1. Check MySQL User Permissions

Even though you’ve already given full privileges to the user, confirm it explicitly using the following commands:

SHOW GRANTS FOR 'your_user'@'localhost';

Ensure you see something like:

GRANT ALL PRIVILEGES ON your_database.* TO 'your_user'@'localhost';

If you don’t see the necessary privileges, reapply them:

GRANT ALL PRIVILEGES ON your_database.* TO 'your_user'@'localhost';
FLUSH PRIVILEGES;

2. Verify SQL Mode

Certain SQL modes can prevent writes, such as STRICT_TRANS_TABLES. Check the current SQL mode:

SHOW VARIABLES LIKE 'sql_mode';

If STRICT_TRANS_TABLES or similar is set, it may reject writes that violate schema constraints. You can modify it temporarily for testing:

SET GLOBAL sql_mode = '';

To make it permanent, edit /etc/mysql/my.cnf or /etc/mysql/mysql.conf.d/mysqld.cnf and add:

[mysqld]
sql_mode=""

Restart MySQL:

sudo systemctl restart mysql

3. Check Autocommit and Transactions

If your application uses transactions but does not commit them, writes will not persist. Test this by running a simple query in your application to explicitly commit a transaction:

BEGIN;
INSERT INTO your_table (column1, column2) VALUES ('value1', 'value2');
COMMIT;

If this works, ensure your application is committing transactions where required.

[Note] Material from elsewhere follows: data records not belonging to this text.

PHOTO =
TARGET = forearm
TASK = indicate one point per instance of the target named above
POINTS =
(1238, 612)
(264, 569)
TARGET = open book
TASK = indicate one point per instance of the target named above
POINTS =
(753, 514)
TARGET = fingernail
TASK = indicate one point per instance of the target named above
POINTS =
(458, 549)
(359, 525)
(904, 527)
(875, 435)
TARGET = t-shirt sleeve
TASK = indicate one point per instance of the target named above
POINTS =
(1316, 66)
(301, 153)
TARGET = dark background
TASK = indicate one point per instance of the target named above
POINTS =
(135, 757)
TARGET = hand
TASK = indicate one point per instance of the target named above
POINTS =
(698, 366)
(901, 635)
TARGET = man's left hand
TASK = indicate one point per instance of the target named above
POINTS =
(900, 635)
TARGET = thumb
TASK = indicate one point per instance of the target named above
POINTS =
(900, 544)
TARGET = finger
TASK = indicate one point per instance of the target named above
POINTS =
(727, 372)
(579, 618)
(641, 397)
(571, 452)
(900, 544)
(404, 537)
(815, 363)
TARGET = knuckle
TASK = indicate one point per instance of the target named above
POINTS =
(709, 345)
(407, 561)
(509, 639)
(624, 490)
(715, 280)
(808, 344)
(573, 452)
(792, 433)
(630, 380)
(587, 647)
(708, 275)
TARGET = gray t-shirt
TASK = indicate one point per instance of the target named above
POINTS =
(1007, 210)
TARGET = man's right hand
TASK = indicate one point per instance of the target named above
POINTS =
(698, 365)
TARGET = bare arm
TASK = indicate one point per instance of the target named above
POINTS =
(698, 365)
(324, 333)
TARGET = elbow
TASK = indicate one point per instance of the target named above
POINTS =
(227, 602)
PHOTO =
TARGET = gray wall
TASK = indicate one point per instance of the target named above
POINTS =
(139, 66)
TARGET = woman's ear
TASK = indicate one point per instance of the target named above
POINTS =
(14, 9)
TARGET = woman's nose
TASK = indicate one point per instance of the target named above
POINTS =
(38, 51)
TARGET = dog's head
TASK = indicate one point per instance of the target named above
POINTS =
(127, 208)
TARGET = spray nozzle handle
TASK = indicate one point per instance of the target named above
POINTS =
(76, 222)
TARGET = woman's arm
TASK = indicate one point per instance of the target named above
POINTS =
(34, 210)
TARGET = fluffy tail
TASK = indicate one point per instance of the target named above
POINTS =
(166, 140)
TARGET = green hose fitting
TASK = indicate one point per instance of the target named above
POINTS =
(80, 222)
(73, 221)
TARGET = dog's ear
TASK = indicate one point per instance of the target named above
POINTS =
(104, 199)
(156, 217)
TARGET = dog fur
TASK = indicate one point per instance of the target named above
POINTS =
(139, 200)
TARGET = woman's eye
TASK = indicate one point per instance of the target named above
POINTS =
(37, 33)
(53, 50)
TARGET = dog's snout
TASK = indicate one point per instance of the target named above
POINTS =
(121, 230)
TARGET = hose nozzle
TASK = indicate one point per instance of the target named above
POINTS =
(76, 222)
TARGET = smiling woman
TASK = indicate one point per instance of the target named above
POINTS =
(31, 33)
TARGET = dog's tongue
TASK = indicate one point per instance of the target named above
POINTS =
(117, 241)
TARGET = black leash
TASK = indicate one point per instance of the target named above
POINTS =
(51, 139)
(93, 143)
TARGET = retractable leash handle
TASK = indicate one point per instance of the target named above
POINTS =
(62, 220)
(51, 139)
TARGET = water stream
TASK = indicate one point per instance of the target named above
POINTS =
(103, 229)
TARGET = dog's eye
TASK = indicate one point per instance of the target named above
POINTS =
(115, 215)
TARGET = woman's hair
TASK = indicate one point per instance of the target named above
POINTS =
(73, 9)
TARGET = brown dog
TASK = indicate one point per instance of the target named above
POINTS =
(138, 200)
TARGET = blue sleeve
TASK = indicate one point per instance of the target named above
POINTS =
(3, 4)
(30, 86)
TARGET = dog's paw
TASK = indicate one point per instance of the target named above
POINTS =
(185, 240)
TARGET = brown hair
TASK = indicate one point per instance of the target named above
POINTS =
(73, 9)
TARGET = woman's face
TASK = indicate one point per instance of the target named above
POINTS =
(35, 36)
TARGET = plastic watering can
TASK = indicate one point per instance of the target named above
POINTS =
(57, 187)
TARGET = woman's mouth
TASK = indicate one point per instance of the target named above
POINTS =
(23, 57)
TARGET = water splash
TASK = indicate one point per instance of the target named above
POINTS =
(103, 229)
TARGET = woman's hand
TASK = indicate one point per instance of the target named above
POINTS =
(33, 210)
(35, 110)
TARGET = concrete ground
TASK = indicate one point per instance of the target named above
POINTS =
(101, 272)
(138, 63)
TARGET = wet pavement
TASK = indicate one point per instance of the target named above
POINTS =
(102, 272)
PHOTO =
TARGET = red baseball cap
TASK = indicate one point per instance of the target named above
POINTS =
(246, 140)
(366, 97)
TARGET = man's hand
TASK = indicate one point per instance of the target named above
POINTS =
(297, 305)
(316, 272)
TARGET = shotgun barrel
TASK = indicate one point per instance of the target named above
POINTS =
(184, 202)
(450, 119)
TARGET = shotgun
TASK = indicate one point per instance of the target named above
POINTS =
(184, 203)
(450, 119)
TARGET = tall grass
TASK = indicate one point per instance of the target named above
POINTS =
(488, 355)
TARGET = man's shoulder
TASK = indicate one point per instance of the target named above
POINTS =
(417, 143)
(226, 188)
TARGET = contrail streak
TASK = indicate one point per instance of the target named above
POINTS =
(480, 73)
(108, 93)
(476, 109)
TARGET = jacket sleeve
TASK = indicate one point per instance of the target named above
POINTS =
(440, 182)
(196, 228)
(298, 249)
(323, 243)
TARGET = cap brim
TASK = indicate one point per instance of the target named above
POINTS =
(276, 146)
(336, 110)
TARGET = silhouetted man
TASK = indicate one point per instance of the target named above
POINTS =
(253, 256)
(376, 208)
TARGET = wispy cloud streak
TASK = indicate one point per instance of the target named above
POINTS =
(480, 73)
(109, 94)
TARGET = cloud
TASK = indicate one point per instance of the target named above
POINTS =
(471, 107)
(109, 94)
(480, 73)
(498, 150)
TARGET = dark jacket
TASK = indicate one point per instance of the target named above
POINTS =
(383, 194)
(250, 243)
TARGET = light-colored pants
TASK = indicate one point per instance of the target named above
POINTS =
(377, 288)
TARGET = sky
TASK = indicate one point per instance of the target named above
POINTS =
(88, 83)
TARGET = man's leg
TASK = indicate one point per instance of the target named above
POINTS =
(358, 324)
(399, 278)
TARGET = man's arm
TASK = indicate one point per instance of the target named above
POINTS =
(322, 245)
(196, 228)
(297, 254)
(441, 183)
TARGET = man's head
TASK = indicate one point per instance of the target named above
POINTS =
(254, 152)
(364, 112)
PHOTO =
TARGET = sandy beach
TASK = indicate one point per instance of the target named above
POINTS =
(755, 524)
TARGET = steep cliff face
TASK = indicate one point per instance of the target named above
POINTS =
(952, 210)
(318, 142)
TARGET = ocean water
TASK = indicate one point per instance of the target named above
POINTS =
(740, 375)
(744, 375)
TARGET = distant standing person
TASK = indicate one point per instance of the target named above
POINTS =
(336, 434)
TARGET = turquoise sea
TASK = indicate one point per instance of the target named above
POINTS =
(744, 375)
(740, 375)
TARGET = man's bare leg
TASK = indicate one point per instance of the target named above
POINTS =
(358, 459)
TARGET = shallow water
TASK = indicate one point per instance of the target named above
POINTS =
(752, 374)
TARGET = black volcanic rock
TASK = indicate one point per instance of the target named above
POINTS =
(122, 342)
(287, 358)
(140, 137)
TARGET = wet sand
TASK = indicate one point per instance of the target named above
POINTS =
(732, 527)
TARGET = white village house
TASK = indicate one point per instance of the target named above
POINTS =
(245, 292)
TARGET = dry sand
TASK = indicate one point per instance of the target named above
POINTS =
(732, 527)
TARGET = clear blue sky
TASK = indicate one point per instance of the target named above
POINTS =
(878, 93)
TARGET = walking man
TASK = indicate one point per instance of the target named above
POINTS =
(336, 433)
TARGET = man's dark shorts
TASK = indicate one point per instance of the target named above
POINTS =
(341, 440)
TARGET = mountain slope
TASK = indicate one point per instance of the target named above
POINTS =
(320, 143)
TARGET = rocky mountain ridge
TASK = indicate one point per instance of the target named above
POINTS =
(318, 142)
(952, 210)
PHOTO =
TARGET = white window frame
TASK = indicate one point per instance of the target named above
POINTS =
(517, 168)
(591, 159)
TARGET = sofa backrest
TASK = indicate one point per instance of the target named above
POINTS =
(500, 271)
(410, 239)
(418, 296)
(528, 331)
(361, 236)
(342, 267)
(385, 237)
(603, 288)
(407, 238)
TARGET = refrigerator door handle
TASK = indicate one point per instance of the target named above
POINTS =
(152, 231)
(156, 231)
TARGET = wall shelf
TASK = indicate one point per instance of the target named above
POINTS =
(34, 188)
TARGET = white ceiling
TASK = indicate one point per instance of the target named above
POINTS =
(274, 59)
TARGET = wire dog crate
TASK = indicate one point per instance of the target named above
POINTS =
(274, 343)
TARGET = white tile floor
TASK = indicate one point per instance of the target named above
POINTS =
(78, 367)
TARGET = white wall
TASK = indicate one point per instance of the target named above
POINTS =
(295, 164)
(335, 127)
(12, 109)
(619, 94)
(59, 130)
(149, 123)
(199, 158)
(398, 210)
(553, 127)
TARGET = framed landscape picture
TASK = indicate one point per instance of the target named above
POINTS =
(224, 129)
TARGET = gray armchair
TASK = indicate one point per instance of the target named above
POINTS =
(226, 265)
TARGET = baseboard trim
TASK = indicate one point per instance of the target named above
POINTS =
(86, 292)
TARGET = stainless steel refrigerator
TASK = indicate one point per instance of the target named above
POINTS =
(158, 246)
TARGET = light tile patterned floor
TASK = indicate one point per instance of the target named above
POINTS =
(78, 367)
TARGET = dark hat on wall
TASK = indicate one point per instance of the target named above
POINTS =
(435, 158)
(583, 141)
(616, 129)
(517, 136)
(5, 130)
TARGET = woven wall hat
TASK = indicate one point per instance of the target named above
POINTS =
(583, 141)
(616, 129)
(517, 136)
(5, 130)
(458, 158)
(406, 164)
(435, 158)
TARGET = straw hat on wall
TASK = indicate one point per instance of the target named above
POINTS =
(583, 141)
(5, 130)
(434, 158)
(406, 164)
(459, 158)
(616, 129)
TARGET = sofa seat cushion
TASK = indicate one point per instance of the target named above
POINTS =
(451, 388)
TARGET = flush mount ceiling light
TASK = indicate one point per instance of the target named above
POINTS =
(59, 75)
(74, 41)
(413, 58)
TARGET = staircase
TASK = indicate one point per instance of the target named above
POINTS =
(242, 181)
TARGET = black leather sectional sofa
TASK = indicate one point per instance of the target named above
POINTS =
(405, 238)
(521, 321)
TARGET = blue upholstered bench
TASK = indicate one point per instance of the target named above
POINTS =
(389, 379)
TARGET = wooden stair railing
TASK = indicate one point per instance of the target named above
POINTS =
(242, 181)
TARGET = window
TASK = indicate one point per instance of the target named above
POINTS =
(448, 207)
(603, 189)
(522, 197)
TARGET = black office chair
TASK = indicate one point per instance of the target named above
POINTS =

4. Enable MySQL General Query Log

To see all queries executed by your application, enable the general query log. This can help you identify the issue with the SQL queries.

Temporary Method:

SET GLOBAL general_log = 'ON';
SET GLOBAL general_log_file = '/var/log/mysql/general.log';

Permanent Method:

Edit /etc/mysql/mysql.conf.d/mysqld.cnf:

[mysqld]
general_log = 1
general_log_file = /var/log/mysql/general.log

Restart MySQL:

sudo systemctl restart mysql

Check the logs for write queries and errors:

sudo tail -f /var/log/mysql/general.log

5. Enable MySQL Error Logging

MySQL logs errors to the error log file by default. To ensure logging is enabled, check your MySQL configuration:

  1. Locate your error log file:
sudo cat /etc/mysql/mysql.conf.d/mysqld.cnf | grep log_error
  • It should point to a file, such as /var/log/mysql/error.log.
  1. If the file doesn’t exist, add the following to /etc/mysql/mysql.conf.d/mysqld.cnf:
[mysqld]
log_error = /var/log/mysql/error.log
  1. Restart MySQL:
sudo systemctl restart mysql
  1. Monitor the error log for issues:
sudo tail -f /var/log/mysql/error.log

6. Application Debugging

Ensure your application is not silently failing. Common causes include:

  • Validation rules in the application rejecting data before executing the query.
  • Query failures due to constraints like foreign key relationships or unique indexes.
  • Misconfigured database drivers.

Enable debug mode in your application to capture detailed error messages:

  • For PHP/Laravel: Set APP_DEBUG=true in .env.